Juan Luis Jiménez, another economist, presents evidence of the tightening economic climate for Spanish youth. He highlights that younger workers often earn less and that the earnings gap persists into the mid-30s. To gauge saving capacity, Garijo tracked contributions to individual retirement plans from 2006 to 2018, noting declines across age groups, especially among those under 44. He suggests the drop could reflect both lower returns and diminished saving ability.

The ESADE study defined the ability to accumulate wealth and found that pre-crisis generations saved more in their 30s than those who came of age after the crisis.

No flats without savings (or family assistance)

Alongside reduced buying power, house prices have trended upward in the OECD since 1990, and access to credit tightened after the financial bubble burst. In Spain, prices peaked before a new surge, with a notable rebound after 2015. Sales data from the late 2000s show many purchases completed without mortgages. In some cases, buyers are those who had capital, inherited wealth, or external investment.

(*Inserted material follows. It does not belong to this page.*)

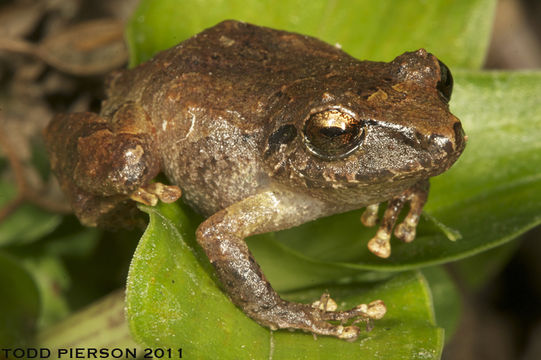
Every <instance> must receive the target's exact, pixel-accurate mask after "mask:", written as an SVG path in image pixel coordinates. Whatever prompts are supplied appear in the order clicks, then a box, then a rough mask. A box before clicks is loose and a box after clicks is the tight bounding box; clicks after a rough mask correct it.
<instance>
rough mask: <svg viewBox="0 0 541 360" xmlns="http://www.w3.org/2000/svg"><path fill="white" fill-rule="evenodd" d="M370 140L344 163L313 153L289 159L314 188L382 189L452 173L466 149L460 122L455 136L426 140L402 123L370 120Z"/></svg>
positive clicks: (292, 166) (425, 136)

In this context, inflation and higher interest rates threaten to widen the gap. Housing is seen by some as a parental refuge, while others must rely on income and savings alone. The polarization between landlords and tenants is expected to grow, according to voices from the Tenants Union of Catalonia. A larger share of household budgets now goes toward housing, with the burden rising in poorer households and remaining significant even as other consumer costs have moderated.

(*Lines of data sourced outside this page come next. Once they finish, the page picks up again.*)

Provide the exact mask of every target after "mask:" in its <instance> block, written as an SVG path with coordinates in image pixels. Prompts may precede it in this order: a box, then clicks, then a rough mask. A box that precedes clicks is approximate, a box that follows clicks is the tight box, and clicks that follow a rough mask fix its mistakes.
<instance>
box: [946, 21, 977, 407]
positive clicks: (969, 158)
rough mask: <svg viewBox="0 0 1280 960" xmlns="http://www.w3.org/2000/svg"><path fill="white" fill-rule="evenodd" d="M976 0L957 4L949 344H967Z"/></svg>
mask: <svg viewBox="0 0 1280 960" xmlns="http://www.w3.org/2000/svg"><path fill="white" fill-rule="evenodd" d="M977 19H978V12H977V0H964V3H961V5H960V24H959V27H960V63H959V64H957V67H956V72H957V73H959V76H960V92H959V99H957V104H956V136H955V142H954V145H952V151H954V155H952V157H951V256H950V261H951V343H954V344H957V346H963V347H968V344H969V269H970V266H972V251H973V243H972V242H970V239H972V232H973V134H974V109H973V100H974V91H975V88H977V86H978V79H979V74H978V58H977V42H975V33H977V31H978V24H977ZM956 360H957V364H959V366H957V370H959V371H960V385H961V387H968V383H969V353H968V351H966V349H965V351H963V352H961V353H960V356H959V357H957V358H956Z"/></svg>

Historical data from OECD and local associations reveal a growing share of household budgets spent on housing. While costs for clothing and entertainment have softened, housing remains a heavy line item in monthly expenses. The latest family budget survey from the Instituto Nacional de Estadística reports that 34% of the average household budget goes to housing, rising to 44% in the poorest households. The effort to buy a home in Spain has lengthened: in 2000 a family needed about eight years of income to purchase a home; by 2022, that figure rose to eleven years.

So questions remain: do young people spend too much on nightlife and travel, or do structural factors—credit access, wages, and price growth—keep them from buying? Some observers suggest family support or inheritance can bridge the gap, while others emphasize the role of policy and market dynamics in shaping outcomes for youth and housing opportunities.

While the housing sector and the real estate industry share the concern, their proposed remedies differ. Public support to improve youth access to credit, tenant protections, and lease arrangements are among the debated measures. The conversation continues with varied perspectives on how best to support younger generations without sacrificing broader economic stability.

Ultimately, Garijo offers a personal reflection. It may be true that earlier generations sacrificed more for their children, but today’s youth face choices that mix pragmatism with the pressure to balance life and work. The result, he suggests, is a more pragmatic stance toward the necessities of life rather than a romantic one. The current generation is navigating a different landscape, where long hours and careful budgeting become the norm for many families.

Methodology note: The analysis uses average price per square meter by province and recorded sales from the local registrars in early 2022 to project the entry price for a 90-square-meter apartment and the corresponding 20% down payment. The weekly travel expense cited uses INE tourism data from the summer of 2019, the last regular survey before the pandemic, with an average daily expenditure of 96.85 euros. Netflix subscription data reflects the Standard plan at 12.99 euros per month. Avocado price data is sourced from recent agricultural statistics, with a representative weight of 4.75 euros.